On that point it's very good to get a tuk tuk driver. It's a long trek otherwise and the risk of getting lost is incredibly high. Rule of thumb: the less of you the less expensive it is; we paid $10 for the day with our tuk tuk driver who was incredibly lovely. You may get fobbed off at first but don't get scared to haggle or even walk away, there are plenty of other tuk tuk drivers that will provide you a better deal... or not. Also go and get a blessing from a monk whilst you're there, the bracelet you receive is something much more unique.

More things you can do in Siem Reap include shopping at the old market, night market and hitting pub street. On the first night I went to a concert hosted by Swiss cellist Beatocello, Dr Beat Richner, who gave up his Swiss life to build hospitals in Cambodia. He now has five hospitals in Cambodia, one in Siem Reap (which I visited) and four in Phnom Penh. The catch with these hospitals is that they are aimed for children and that all healthcare received at these hospitals are free. In amongst him playing beautiful music from his cello he talked about his work and reasons as to why he wanted to help the Cambodian people.

He talked about the corruption in Cambodia, a hugely pressing issue, and the fact that 90% of money put into regular hospitals is lost and never given back to the hospitals, thus the care in these hospitals can be poor. Poor Cambodians that have to fork out so much money for their child is a horrible thing, what's worse is that most are turned away and their parents simply watch their child die in their arms. The poor/rich divide in Cambodia is larger now than ever thanks to the dramatic amount of corruption in the country, he explained. He then showed us a video including the way children were that suffered from 90% burns, dengue fever and meningitis. This concert is free and starts at 7:15pm every Saturday. Be prepared for tears and a very important discussion about corruption, politics and healthcare that truly intrigued me.

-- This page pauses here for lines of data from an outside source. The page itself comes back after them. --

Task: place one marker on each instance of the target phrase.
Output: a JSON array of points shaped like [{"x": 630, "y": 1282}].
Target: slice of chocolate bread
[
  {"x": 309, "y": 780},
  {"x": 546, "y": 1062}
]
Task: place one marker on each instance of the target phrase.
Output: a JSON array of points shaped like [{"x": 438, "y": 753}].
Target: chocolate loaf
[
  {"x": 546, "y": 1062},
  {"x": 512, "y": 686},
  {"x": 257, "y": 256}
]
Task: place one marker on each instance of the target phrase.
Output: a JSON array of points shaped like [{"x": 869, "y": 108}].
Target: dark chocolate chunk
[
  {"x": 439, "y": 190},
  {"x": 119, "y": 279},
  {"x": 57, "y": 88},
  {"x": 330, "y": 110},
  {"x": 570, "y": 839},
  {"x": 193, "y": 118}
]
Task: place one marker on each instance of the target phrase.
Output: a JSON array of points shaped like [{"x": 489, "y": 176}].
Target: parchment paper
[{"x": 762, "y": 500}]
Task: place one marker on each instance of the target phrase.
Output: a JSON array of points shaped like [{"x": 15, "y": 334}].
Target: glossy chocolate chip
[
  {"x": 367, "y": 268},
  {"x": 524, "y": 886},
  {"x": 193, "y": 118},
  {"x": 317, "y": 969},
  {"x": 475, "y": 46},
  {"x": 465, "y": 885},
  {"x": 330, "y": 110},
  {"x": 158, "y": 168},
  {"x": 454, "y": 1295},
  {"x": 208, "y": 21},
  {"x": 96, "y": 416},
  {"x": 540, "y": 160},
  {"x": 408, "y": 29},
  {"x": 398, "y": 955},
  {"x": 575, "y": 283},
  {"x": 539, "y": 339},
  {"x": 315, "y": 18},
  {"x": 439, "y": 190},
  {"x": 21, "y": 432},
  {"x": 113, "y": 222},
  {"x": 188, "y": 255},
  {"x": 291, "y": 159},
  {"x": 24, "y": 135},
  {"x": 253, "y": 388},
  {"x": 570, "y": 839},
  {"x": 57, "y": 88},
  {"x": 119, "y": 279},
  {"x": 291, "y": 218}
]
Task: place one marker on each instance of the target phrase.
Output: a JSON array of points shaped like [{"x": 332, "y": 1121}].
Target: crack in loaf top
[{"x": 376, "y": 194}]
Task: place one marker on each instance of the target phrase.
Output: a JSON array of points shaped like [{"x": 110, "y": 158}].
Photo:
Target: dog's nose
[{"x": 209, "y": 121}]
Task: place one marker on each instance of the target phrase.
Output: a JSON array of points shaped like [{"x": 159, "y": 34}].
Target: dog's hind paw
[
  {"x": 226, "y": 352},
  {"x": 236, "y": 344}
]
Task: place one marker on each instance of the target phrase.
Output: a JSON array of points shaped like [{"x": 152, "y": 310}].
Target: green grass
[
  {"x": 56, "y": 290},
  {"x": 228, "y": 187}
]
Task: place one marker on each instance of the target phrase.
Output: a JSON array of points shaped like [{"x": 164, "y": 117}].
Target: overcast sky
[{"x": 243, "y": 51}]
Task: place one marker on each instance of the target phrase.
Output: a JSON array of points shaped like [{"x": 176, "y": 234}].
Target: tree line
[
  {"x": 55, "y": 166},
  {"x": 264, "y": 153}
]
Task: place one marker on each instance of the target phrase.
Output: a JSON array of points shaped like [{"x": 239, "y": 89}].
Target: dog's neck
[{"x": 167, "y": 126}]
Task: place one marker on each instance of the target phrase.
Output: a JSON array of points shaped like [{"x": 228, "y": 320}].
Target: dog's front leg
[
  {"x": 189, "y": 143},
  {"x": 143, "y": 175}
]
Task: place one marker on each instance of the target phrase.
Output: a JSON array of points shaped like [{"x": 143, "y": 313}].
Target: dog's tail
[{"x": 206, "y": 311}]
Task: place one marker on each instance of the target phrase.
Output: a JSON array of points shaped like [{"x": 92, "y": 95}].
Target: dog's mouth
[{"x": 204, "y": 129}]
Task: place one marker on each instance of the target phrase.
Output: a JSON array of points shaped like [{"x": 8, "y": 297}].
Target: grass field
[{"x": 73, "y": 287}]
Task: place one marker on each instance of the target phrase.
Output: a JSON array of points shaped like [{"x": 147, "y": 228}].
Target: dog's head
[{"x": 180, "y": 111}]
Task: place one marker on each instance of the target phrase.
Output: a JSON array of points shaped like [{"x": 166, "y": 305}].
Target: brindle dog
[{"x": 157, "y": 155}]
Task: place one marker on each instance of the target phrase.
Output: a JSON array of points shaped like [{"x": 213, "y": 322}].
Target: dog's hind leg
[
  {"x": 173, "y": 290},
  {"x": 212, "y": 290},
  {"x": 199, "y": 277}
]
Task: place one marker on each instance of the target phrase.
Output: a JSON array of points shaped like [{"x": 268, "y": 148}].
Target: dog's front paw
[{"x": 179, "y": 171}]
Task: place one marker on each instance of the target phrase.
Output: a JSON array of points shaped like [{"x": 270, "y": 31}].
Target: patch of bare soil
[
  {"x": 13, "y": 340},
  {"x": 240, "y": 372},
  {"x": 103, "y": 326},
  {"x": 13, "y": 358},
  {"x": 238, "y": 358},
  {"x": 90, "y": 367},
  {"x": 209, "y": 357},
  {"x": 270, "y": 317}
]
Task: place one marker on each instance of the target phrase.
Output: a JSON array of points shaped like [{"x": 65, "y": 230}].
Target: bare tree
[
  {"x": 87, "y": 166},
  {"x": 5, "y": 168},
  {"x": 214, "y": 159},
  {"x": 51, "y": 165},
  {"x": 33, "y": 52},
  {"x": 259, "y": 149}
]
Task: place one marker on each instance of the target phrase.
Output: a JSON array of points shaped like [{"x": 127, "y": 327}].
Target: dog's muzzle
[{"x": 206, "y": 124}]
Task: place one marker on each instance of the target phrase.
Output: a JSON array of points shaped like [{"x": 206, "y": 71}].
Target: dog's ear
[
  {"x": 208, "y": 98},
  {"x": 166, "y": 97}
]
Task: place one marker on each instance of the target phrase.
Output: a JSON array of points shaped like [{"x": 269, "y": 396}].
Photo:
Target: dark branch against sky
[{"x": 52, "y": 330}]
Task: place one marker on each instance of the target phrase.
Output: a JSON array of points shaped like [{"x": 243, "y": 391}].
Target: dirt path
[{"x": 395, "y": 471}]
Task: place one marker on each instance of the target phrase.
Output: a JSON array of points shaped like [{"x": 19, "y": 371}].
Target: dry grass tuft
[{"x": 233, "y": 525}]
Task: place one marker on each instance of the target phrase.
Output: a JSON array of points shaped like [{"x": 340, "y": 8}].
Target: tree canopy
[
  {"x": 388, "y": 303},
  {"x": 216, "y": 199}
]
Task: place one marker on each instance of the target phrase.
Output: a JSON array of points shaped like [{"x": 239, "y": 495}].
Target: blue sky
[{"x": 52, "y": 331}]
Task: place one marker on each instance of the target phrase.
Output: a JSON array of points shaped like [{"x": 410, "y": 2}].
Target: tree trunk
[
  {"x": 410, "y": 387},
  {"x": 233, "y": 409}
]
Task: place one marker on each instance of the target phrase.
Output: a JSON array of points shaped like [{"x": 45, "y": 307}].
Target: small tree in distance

When I was left to myself I went to the floating village, 13km outside of Siem Reap. You can hire a bicycle for $2 or grab a tuk tuk and he'll take you there and back: I paid $5. When you get to the village it says that not many tourists go here but I beg to differ. You may need to take out a bank loan before heading here because it has tourist trap written all over it. Firstly the boat journey is $30, then you will have to buy something at the market, then you will pay $30 for a bag of rice before donating an extra $20 (which is totally fine to do for me, it's the boat price that annoyed me) to the orphanage and then tipping your tour guide.

Included though is the boat ride itself, a nice tour guide that tells you anything you need to know and the round tour of the floating village. If you visit in dry season take your swimming gear as you're able to jump into the water. Then you will visit the fish and crocodile farms that they will kill for food or fashion (as a vegetarian this didn't really interest me but it was nice to see the fish and crocodiles). If you're lucky you can hold a snake or two like I did! After that you will return back to your tuk tuk driver. This will take you around 2 hours excluding the tuk tuk journeys.

And your journey to Siem Reap would not be complete without visiting Pub Street. Great for a western vibe, a hint of home and cheap drinks. I made around twenty friends in one night there because every single person is so friendly there. I definitely had a great time around that end of town, you must have a night out there!

Siem Reap was a lovely place and it is possible to experience the highlights on a small backpacker budget. I met some amazing people from many nationalities and I got soaked from the rain twice but I don't mind a little, I'd rate my time here a solid 9.5/10.